- Date: 17–23 March
- Edition: 2nd
- Surface: Clay
- Location: Asunción, Paraguay

Champions

Singles
- Emilio Nava

Doubles
- Vasil Kirkov / Matías Soto
| Paraguay Open |

= 2025 Paraguay Open =

The 2025 Paraguay Open, known as the Paraguay Open Babolat, was a professional tennis tournament played on clay courts. It was the second edition of the tournament which was part of the 2025 ATP Challenger Tour. It took place in Asunción, Paraguay between 17 and 23 March 2025.
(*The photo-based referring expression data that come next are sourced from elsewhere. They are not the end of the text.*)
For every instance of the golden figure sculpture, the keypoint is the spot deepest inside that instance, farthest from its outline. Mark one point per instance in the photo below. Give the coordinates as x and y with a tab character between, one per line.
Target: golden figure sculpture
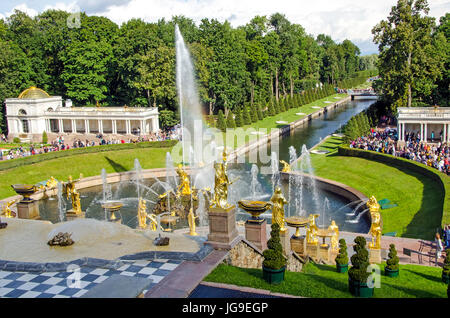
335	237
191	220
311	232
185	186
142	213
375	228
286	166
278	202
6	210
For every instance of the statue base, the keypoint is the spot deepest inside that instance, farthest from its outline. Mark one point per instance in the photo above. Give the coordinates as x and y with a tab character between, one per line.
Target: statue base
72	214
285	242
374	255
28	209
324	252
222	227
312	250
256	233
298	244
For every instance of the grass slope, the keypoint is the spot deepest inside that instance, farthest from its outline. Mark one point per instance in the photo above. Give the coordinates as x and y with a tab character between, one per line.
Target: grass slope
419	209
87	164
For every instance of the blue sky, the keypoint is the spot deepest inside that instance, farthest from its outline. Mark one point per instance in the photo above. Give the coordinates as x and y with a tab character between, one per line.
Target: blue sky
341	19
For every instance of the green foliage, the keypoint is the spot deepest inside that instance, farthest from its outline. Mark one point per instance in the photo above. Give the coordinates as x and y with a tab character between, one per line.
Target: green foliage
44	137
392	262
342	257
360	261
273	255
221	124
230	121
446	267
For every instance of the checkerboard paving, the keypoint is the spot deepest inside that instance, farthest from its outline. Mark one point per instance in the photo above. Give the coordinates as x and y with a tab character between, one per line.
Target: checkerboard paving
78	280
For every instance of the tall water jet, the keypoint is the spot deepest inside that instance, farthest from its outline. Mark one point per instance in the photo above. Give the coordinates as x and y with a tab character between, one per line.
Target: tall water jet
137	177
61	203
107	193
190	107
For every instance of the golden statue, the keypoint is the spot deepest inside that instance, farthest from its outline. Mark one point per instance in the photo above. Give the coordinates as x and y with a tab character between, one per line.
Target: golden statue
286	166
278	202
191	220
142	213
185	186
311	232
375	228
334	240
6	210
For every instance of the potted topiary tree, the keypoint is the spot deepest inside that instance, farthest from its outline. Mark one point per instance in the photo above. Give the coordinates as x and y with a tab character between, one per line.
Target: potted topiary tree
274	264
446	268
357	274
342	258
392	267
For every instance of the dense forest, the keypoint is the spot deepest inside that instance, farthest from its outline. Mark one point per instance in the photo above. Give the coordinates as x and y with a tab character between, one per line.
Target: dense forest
134	64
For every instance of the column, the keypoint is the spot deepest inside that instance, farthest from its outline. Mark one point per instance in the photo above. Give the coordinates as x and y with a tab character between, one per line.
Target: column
74	126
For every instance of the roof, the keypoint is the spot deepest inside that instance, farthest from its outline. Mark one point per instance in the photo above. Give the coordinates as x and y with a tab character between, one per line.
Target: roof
33	93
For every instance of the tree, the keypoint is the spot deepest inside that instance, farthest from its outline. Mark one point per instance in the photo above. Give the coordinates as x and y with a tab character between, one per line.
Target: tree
360	261
221	124
407	62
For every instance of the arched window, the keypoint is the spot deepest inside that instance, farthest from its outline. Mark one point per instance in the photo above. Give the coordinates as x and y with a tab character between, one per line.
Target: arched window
25	126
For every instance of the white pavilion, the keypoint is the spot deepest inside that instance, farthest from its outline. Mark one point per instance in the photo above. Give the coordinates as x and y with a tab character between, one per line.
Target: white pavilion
428	121
35	111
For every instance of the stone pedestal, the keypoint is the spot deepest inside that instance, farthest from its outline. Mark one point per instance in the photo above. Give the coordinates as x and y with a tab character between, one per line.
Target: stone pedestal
285	239
312	250
222	227
374	256
298	244
28	209
256	232
324	252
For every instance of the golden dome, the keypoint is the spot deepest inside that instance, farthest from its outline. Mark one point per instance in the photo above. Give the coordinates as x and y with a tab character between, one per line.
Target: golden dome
33	93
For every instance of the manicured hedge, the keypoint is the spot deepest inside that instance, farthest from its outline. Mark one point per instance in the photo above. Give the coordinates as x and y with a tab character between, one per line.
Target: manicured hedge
14	163
442	179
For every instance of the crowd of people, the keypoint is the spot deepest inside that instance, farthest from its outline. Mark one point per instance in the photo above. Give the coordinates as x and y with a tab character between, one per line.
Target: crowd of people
59	143
436	155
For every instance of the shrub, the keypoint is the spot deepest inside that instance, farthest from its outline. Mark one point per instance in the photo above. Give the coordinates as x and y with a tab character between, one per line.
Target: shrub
360	261
273	256
342	257
446	267
392	262
44	137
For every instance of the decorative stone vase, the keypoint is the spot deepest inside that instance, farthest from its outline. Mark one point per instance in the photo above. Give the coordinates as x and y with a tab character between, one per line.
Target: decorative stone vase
273	276
341	268
391	273
359	289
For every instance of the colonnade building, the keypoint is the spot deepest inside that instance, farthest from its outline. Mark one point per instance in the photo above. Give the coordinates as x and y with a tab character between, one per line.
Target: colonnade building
35	111
433	123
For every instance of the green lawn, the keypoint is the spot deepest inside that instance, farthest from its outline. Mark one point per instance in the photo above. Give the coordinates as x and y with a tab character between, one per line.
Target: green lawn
87	164
419	198
322	281
271	122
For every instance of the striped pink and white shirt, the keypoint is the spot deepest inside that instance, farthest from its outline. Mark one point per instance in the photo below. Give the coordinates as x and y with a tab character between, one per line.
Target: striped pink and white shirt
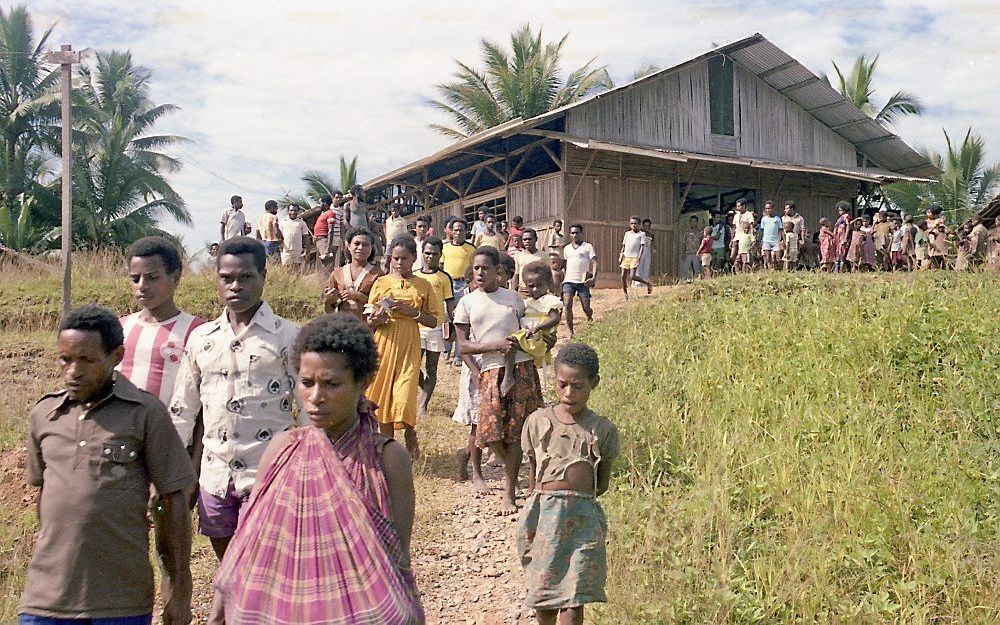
153	352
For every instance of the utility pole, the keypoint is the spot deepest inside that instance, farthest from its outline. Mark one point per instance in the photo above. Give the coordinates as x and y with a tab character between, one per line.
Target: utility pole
65	57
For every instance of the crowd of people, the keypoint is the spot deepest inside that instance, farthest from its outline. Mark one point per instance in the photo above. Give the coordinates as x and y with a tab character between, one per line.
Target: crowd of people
282	437
739	242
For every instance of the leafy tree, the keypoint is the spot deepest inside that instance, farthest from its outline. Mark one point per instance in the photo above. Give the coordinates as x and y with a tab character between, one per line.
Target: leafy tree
964	186
523	81
120	187
28	100
859	88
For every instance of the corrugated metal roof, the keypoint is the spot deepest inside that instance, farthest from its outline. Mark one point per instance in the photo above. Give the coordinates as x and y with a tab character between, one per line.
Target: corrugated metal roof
772	65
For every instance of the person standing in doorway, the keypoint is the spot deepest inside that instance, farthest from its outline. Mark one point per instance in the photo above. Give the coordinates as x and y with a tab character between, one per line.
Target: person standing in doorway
234	220
692	240
268	230
235	372
580	274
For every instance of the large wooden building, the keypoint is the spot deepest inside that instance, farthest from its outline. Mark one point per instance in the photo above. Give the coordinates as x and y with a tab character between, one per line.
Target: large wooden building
742	120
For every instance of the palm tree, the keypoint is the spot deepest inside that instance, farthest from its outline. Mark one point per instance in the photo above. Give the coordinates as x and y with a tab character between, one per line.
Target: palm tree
120	184
520	83
858	87
964	186
28	99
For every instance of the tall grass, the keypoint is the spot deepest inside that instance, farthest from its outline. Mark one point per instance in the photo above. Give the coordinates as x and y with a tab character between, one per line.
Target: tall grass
30	297
805	449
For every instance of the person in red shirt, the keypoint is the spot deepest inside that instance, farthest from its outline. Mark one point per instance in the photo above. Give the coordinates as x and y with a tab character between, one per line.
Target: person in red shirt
705	252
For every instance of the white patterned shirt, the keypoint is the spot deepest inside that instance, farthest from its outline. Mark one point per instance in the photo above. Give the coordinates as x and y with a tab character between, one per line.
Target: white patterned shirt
244	386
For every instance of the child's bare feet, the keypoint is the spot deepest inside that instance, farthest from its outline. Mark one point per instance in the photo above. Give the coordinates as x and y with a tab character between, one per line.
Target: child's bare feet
463	464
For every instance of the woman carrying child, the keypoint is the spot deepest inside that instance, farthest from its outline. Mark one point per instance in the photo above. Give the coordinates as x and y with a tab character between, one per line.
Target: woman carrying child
398	303
486	321
562	531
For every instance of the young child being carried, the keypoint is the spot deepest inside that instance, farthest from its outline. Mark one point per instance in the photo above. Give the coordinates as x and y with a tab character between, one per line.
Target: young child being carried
562	531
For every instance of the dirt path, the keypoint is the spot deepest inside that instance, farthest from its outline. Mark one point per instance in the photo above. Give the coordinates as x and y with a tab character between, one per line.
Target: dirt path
464	555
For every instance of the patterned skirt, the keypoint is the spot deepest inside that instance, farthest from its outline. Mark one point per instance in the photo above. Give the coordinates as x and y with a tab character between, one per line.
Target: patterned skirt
501	418
561	540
==Singles main draw entrants==
===Seeds===

| Country | Player | Rank^{1} | Seed |
|---|---|---|---|
| BRA | Thiago Monteiro | 105 | 1 |
| COL | Daniel Elahi Galán | 123 | 2 |
| ARG | Román Andrés Burruchaga | 136 | 3 |
| CHI | Tomás Barrios Vera | 153 | 4 |
| ARG | Facundo Mena | 188 | 5 |
| PAR | Daniel Vallejo | 195 | 6 |
| PER | Juan Pablo Varillas | 198 | 7 |
| BOL | Murkel Dellien | 199 | 8 |

- ^{1} Rankings are as of 3 March 2025.

===Other entrants===
The following players received wildcards into the singles main draw:
- BRA Pedro Boscardin Dias
- PAR Hernando José Escurra Isnardi
- PAR Santino Núñez

The following players received entry from the qualifying draw:
- USA Felix Corwin
- BRA Gustavo Ribeiro de Almeida
- PER Conner Huertas del Pino
- ARG Mariano Kestelboim
- ARG Lorenzo Joaquín Rodríguez
- CHI Benjamín Torrealba

The following player received entry as a lucky loser:
- BRA Igor Gimenez

==Champions==
===Singles===

- USA Emilio Nava def. BRA Thiago Monteiro 7–5, 6–3.

===Doubles===

- USA Vasil Kirkov / CHI Matías Soto def. ARG Guillermo Durán / ARG Mariano Kestelboim 6–3, 6–4.